Today we received some unexpected good news in the United States as the unemployment rate fell to 8.6%. In Canada the news wasn’t as good as the unemployment rate increased to 7.4 percent. Without counting those people who have given up looking for work or who are underemployed (e.g. performing a job below their level of expertise and education at a wage inferior to what they should be earning), there are about 14 million people unemployed in North America (e.g. 13.3 million in the United States and 1.3 million in Canada).
FTR Associates estimated that there was a shortage of 200,000 drivers in the United States in the first quarter of 2011. How does one explain the fact that out of a pool of 13.3 million unemployed people (plus millions more if you include those who are underemployed), we cannot find 100,000 to 200,000 individuals to fill these jobs?

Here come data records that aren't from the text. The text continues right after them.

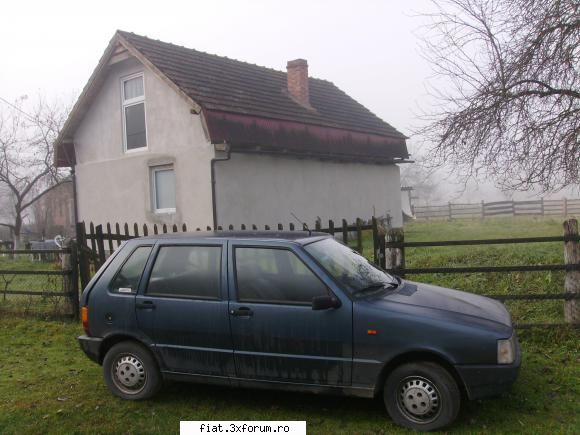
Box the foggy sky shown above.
[0,0,574,202]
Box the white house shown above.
[54,31,410,229]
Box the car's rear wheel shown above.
[383,362,460,431]
[103,341,161,400]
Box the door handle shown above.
[230,307,253,317]
[136,301,156,310]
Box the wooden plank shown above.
[0,249,70,254]
[115,223,122,247]
[89,222,96,253]
[106,223,114,253]
[356,218,363,253]
[0,290,73,297]
[0,270,72,275]
[95,224,106,265]
[563,219,580,323]
[388,264,576,274]
[386,235,574,248]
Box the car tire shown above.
[383,362,460,432]
[102,341,161,400]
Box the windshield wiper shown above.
[353,281,398,296]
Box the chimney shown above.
[286,59,310,107]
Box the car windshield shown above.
[304,238,397,295]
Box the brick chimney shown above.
[286,59,310,107]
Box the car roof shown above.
[136,231,331,245]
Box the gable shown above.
[55,31,409,167]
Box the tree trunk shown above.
[13,215,22,250]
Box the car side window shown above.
[110,246,152,293]
[235,247,328,305]
[146,245,221,299]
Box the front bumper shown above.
[455,336,521,400]
[78,335,103,364]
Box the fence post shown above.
[541,197,545,216]
[385,228,405,277]
[356,218,363,254]
[342,219,348,244]
[372,217,380,266]
[62,242,80,320]
[563,197,568,216]
[70,242,80,320]
[76,222,90,290]
[95,224,106,267]
[448,202,452,221]
[563,219,579,323]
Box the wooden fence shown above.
[0,248,79,319]
[76,218,388,290]
[414,198,580,220]
[384,219,580,327]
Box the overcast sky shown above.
[0,0,570,201]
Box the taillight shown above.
[81,306,89,335]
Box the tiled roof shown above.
[118,31,406,140]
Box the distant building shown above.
[32,181,75,238]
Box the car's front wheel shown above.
[383,362,460,431]
[102,341,161,400]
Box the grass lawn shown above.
[0,317,578,434]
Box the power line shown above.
[0,95,37,122]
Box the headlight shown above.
[497,336,515,364]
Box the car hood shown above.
[378,280,512,327]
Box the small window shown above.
[146,246,221,299]
[122,74,147,151]
[151,166,176,212]
[235,247,328,305]
[110,246,152,293]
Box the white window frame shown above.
[121,72,148,153]
[151,165,176,214]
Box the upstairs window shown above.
[122,74,147,151]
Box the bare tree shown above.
[400,160,444,206]
[419,0,579,192]
[0,96,69,248]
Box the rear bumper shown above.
[78,335,103,364]
[455,337,521,400]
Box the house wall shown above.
[214,153,403,228]
[73,57,215,228]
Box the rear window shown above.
[146,245,222,299]
[110,246,152,293]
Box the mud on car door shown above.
[227,241,353,385]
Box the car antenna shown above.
[291,212,312,236]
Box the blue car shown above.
[78,232,520,431]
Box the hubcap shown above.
[112,355,146,394]
[398,376,441,423]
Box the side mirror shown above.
[312,295,341,310]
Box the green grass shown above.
[0,317,578,434]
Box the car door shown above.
[135,240,235,377]
[228,241,353,385]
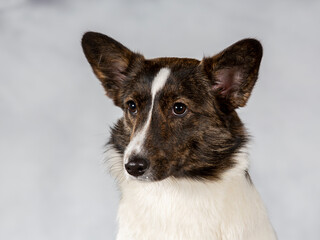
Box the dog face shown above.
[82,32,262,181]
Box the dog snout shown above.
[125,156,149,177]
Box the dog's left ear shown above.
[201,39,263,110]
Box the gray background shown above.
[1,0,319,239]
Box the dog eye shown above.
[127,100,137,115]
[173,102,187,116]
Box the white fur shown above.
[123,68,171,167]
[106,147,277,240]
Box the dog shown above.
[81,32,277,240]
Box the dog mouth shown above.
[135,174,154,182]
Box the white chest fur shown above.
[115,154,277,240]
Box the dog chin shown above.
[125,171,168,182]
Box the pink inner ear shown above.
[213,67,243,97]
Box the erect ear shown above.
[81,32,144,107]
[201,38,263,110]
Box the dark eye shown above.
[173,102,187,116]
[127,100,137,115]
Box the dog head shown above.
[82,32,262,182]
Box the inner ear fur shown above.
[81,32,144,107]
[201,38,263,110]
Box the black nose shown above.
[125,157,149,177]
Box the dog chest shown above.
[116,176,276,240]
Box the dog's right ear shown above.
[82,32,144,107]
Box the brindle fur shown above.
[82,32,262,181]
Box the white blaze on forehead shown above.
[124,68,171,164]
[151,68,171,96]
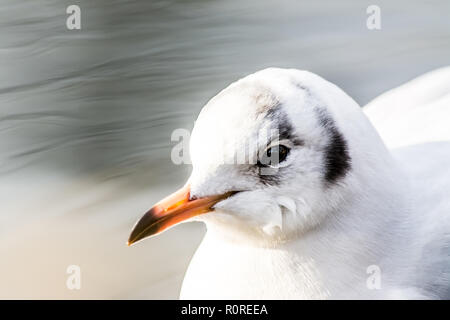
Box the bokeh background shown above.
[0,0,449,299]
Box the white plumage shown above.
[177,68,450,299]
[132,67,450,299]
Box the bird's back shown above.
[364,67,450,298]
[364,66,450,148]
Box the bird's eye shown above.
[258,144,290,167]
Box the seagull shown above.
[128,67,450,299]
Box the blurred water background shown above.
[0,0,449,298]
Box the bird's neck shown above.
[282,160,417,297]
[189,161,417,299]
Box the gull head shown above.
[128,68,387,245]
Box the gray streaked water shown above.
[0,0,449,298]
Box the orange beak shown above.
[127,185,234,246]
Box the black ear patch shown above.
[316,109,351,184]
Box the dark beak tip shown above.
[127,236,142,247]
[127,225,143,247]
[127,230,144,247]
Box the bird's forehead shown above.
[206,82,280,121]
[189,83,283,169]
[195,83,281,139]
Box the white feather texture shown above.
[178,67,450,299]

Here are some thoughts on this apparent anomaly. There were 3.2 million commercial drivers in the United States in 2008, including 1.8 million heavy haul or tractor-trailer drivers, according to the U.S. Labor Department. By May 2010, the number of big rig drivers had dropped 18.4 percent to about 1.5 million. In other words, there are 300,000 drivers that left the labour force that should be available to fill the available jobs. Why is it so hard to convince them to come back to work?

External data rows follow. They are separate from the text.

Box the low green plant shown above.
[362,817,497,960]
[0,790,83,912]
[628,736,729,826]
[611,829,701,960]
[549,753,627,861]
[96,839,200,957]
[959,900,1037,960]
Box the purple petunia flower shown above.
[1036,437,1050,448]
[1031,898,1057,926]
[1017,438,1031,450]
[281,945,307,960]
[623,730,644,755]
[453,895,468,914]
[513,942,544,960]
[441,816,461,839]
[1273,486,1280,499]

One of the most frequently mentioned reasons is compensation. In the United States, experienced truck drivers can make $50,000 a year at some truckload carriers. According to a BLS survey, the average wage was $39,450 in 2010 while the median wage was $37,770. The survey indicated that 75% earn less than $47,000 per annum.
The trucking industry has a long term practice of paying its drivers by the mile. While there is certain fairness to this approach since it correlates directly with the amount of miles driven and hours worked, it also injects a level of uncertainty into the driver’s weekly pay package. Inconsistent load availability translates into inconsistent pay.